Lissa blinked her eyes open.
“Very nice,” she said briskly, “but I can’t accept—”
“Too late.”
“For what?”
“Mr. Jessup says that health department regulations won’t permit him to take back boots that have been worn.”
Lissa stared at the man behind the counter.
“That’s ridiculous. I didn’t wear them, I tried them on.”
Jessup shrugged his shoulders, but she was pretty sure he was trying hard to suppress a smile.
“Nick. You’re lying to me.”
“Would I lie?” Nick said. He reached his hand back toward the counter. Jessup grinned and handed over a sheepskin jacket like Nick’s, but half the size. “Here you go, Wilde. Try it on.”
“No. Absolutely not. I cannot—”
“Neither can I. You’re a temp.”
“I beg your pardon?”
“You’re a temporary employee, meaning you’re not covered by the Triple G health insurance plan.” Nick fixed her with a stern look. “You come down with pneumonia, I’m stuck with your medical bills.”
She laughed. It was impossible not to laugh; he looked so serious. Tom Jessup, right behind him, was now grinning from ear to ear.
“Nick,” Lissa said softly, “I can’t pay you for these things. They’re too expensive. And I can’t possibly accept them as gifts.”
“Because?”
“Because…because I just can’t!”
He nodded. “Fine
. Then, they’re not gifts. They’re payment in lieu of cash.”
“Huh?”
“For all the work you’ve done.”
“Our deal was room and board.”
“For one dinner. You’ve already done more than that.”
“Yes, but—”
“Lissa.” His voice was soft. “Can’t you simply say, ‘Thank you, Nick. I love the boots. And the jacket.’” He paused. “Unless, of course, you don’t.”

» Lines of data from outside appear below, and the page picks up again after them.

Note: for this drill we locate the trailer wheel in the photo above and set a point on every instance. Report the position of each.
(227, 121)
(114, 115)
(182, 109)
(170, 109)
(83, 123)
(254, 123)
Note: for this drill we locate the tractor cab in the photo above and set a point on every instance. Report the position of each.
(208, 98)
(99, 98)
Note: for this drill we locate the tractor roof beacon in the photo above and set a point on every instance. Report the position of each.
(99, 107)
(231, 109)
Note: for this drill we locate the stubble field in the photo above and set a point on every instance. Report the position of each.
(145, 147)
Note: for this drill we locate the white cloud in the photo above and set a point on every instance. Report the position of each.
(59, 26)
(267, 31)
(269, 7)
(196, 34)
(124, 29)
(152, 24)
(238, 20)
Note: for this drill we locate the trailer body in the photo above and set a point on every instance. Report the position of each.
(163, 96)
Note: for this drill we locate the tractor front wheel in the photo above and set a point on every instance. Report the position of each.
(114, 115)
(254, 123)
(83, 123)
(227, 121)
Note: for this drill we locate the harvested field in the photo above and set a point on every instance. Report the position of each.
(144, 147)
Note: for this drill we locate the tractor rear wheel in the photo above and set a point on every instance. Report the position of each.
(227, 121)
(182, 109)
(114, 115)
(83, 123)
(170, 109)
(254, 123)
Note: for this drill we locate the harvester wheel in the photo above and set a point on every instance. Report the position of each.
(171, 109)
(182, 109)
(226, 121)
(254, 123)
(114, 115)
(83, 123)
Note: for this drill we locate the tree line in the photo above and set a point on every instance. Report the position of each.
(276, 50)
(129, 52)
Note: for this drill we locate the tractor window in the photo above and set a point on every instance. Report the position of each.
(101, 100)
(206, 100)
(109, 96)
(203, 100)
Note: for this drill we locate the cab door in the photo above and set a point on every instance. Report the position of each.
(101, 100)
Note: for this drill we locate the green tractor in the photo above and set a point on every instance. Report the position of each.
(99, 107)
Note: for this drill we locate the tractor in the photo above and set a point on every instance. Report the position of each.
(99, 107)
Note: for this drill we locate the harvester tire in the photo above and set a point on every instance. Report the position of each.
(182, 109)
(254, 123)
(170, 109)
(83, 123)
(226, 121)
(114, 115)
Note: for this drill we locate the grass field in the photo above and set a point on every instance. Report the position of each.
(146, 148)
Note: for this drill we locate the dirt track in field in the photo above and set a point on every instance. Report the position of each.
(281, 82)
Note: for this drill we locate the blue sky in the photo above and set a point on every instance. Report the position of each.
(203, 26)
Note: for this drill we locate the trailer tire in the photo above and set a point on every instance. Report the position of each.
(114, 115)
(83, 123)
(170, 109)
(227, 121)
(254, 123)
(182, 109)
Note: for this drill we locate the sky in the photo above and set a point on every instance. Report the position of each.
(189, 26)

“Oh, but I do! Everything is so lovely—”
He put out his hand, clasped hers, and drew her to her feet. “Turn around,” he said as he tucked the crutch under his arm and held the jacket open. She slipped into it and his fingers brushed over the nape of her neck.
That breathless feeling swept through her again.
“There’s a mirror on that wall… Well? What do you think?”
He was standing directly behind her. She raised her eyes, caught his in the glass.
“What I think,” she said quietly, “is that you’re a very kind and generous man.”
A muscle knotted in his jaw.
“There are gloves in the pockets,” he said. “I hope they fit.”
“Nick—”
“I’m not kind, Duchess. I’m not generous.” His teeth flashed in a quick, self-deprecating smile. “And as I already proved to both of us, I’m really not much of a man.”
CHAPTER NINE
They didn’t talk much during the drive back.
Really, what was there to say?
Still, Lissa couldn’t help glancing at Nick, at his stern profile, his hands so lightly spread on the steering wheel.
He was a man haunted by ghosts; that much was obvious, though she had no idea what those ghosts were—and what did it matter? She would never see him again after tomorrow.
And that was fine.
She had problems of her own. The last thing she wanted was to get involved with a man wrestling with demons. Not that she’d ever have become involved with him. If she’d slept with him last night, it would have been a one-time thing.
She was glad that hadn’t happened.
There was no reason to sentimentalize a twenty-four-hour relationship, but sex did have a way of complicating things.
No more complications.
Not until she had her life sorted out.
And if that was a little old-fashioned, so be it.